Help needed on using the GAME API
nishamuktewar opened this issue · comments
Hello,
I am trying to understand how to use the GAME API, especially, how to include mixed effects both - random intercepts and random slopes and thought it might be okay to ask here. Let's say I am using the MovieLens dataset and wanted to build a mixed model by adding just a random intercept based on the userId, how can that be achieved? I tried specifying it in the following way:
spark2-submit \
--class com.linkedin.photon.ml.cli.game.training.Driver \
--master yarn \
--deploy-mode client \
--num-executors 4 \
--driver-memory 10g \
--executor-memory 10g \
photon-all_2.11-1.0.0.jar \
--train-input-dirs "hdfs:///user/nisha/Data/photon-ml/movieLens/train/" \
--output-dir "hdfs:///user/nisha/Data/photon-ml/movieLens/output" \
--task-type "LINEAR_REGRESSION" \
--feature-name-and-term-set-path "hdfs:///user/nisha/Data/photon-ml/movieLens/featuresets/" \
--feature-shard-id-to-feature-section-keys-map "globalShard:|userShard:" \
--updating-sequence global,per-user \
--application-name "GAME model testing" \
--validate-input-dirs "hdfs:///user/nisha/Data/photon-ml/movieLens/test" \
--fixed-effect-optimization-configurations "global:10,1e-5,1,1.0,TRON,L2" \
--random-effect-optimization-configurations "per-user:10,1e-5,1,1.0,TRON,L2" \
--fixed-effect-data-configurations "global:globalShard,1" \
--random-effect-data-configurations "per-user:userId,userShard,1,10,5,0.5,index_map" \
--input-column-names "response:response|uid:userId|offset:offset|weight:weight|metadataMap:metadataMap" \
--delete-output-dir-if-exists "true" \
--num-iterations 5 \
--evaluator-type RMSE \
--summarization-output-dir "hdfs:///user/nisha/Data/photon-ml/movieLens/training-smry" \
--normalization-type NONE \
--compute-variance false
This does produce some resultant coefficients - a fixed effect intercept and intercepts by userIds.

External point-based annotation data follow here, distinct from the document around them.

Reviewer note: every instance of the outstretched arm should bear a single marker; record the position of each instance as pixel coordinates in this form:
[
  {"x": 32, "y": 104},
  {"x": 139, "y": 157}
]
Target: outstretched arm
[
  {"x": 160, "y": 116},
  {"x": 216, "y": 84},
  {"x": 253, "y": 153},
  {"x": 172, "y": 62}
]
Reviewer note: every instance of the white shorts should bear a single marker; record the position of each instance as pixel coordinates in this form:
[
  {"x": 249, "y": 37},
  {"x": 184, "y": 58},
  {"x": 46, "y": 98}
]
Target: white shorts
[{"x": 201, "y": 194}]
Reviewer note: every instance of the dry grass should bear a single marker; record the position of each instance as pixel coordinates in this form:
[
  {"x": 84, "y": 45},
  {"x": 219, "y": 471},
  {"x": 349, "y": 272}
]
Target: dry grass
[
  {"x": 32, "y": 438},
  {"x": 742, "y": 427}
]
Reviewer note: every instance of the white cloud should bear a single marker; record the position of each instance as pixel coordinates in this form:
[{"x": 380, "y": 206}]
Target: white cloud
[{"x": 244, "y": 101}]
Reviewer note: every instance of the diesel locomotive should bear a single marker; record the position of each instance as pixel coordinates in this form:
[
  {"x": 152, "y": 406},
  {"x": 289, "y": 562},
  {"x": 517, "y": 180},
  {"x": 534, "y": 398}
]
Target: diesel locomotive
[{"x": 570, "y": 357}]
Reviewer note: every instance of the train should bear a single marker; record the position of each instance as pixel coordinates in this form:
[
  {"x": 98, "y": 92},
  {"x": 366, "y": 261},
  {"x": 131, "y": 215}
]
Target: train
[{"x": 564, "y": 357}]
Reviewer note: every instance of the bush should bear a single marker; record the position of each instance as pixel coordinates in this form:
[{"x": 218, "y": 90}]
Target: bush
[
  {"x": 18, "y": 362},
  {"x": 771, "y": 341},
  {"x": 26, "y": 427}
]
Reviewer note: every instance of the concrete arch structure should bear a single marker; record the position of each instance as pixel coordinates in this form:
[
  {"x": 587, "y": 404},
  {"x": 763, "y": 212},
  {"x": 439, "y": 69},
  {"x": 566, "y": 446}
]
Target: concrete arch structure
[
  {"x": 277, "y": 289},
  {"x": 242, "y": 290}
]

fixed effect intercept: probably mean of the training set response variable - rating
{u'variances': None, u'means': [{u'term': u'', u'name': u'(INTERCEPT)', u'value': 3.5454240769000385}], u'modelClass': u'com.linkedin.photon.ml.supervised.regression.LinearRegressionModel', u'lossFunction': u'', u'modelId': u'fixed-effect'}
random effects for each userId:
{u'variances': None, u'means': [{u'term': u'', u'name': u'(INTERCEPT)', u'value': 0.7932438678450324}], u'modelClass': u'com.linkedin.photon.ml.supervised.regression.LinearRegressionModel', u'lossFunction': u'', u'modelId': u'273'}
{u'variances': None, u'means': [{u'term': u'', u'name': u'(INTERCEPT)', u'value': 0.10382895222067612}], u'modelClass': u'com.linkedin.photon.ml.supervised.regression.LinearRegressionModel', u'lossFunction': u'', u'modelId': u'253'}
......
So does that mean the userId = 273's random intercept is actually 3.545 + 0.793 = 4.3386?
If I were using R's lmer package, I would use something like:
userModel <- lmer(rating ~ (1|userId), data=movieLensTrain)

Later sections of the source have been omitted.